Tag: Michael S. Sweeney

Brain Health

Book Review of Complete Guide To Brain Health: How to Stay Sharp, Improve Memory, and Boost Creativity

National Geographic’s release Complete Guide to Brain Health is a comprehensive study of the brain. The book is also the catalyst for this blog. As I shared in my first post, An Original, brain disease is well established on my mother’s side of the family. I bought this book out of curiosity and read it cover to cover.

Complete Guide to Brain Health is divided into three sections. In the first section, author Michael S. Sweeney concentrates on the anatomy of the brain. He posits that brains can be changed. Further he draws a direct correlation between healthy brains and longevity. Anecdotes of individuals are given as examples. An additional writer, Cynthia R. Green pens “Brain Boosters” throughout the book.

Various scientific studies are discussed in laymen’s terms. Then, each is used as an example of how brains function. The study on the Nuns of Mankato had a great impact on me. In this multi-decade research, scientists studied individuals in the cloister and then examined their brains upon death. The autopsies provided a comparison diagnosis from the physical appearance of the brain. Most of the time there was a match. However, sometimes an individual who showed no signs of dementia or Alzheimer’s prior to death did have the physical signs present in the autopsy. This gives me hope.

Practical guide to Brain Health

While the first part of the book explains how the brain works, the second section is more of a how to guide. Defining Brain Health, Chapter six, gets you started planning a course to change brain health. A Brain Booster entitled Brain Healthy in Ten Steps provides guidance. Some of the steps are easy for me, yet one or two have been elusive.

The second section includes many tips. Some are mental, such as games you might find on Lumosity, and others are related to overall health. Sweeney stresses throughout the book how closely mental health is tied to overall physical health.

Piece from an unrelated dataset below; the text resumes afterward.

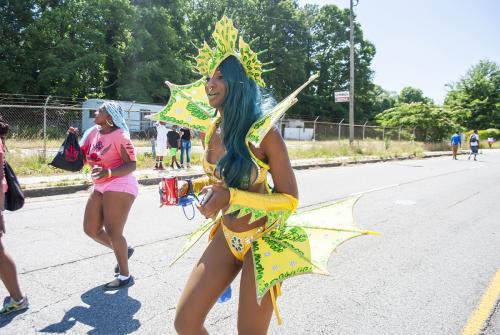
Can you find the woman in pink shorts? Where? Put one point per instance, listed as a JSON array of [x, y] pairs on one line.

The chapter The Art of Remembering is excellent. Both Brain Boosters and Brain Insights are intertwined in a chapter full of information on how your brain remembers things. Different types of dementia are also outlined here. The author is realistic and indicates that limitations exist.

Finally, the last section focuses on the future. The use of chemicals and electricity to alter the brain is discussed in successive chapters. Robotics and artificial intelligence are also briefly covered.

The importance of creativity is the greatest take away for me. Econogal, the website is great for my brain health. It is a nice addition to my other activities since it is stimulating the language portion of my brain.

I strongly suggest buying a copy of this book to anyone concerned about their brain health. The text is informative and well written with plenty of graphics for visual stimulation.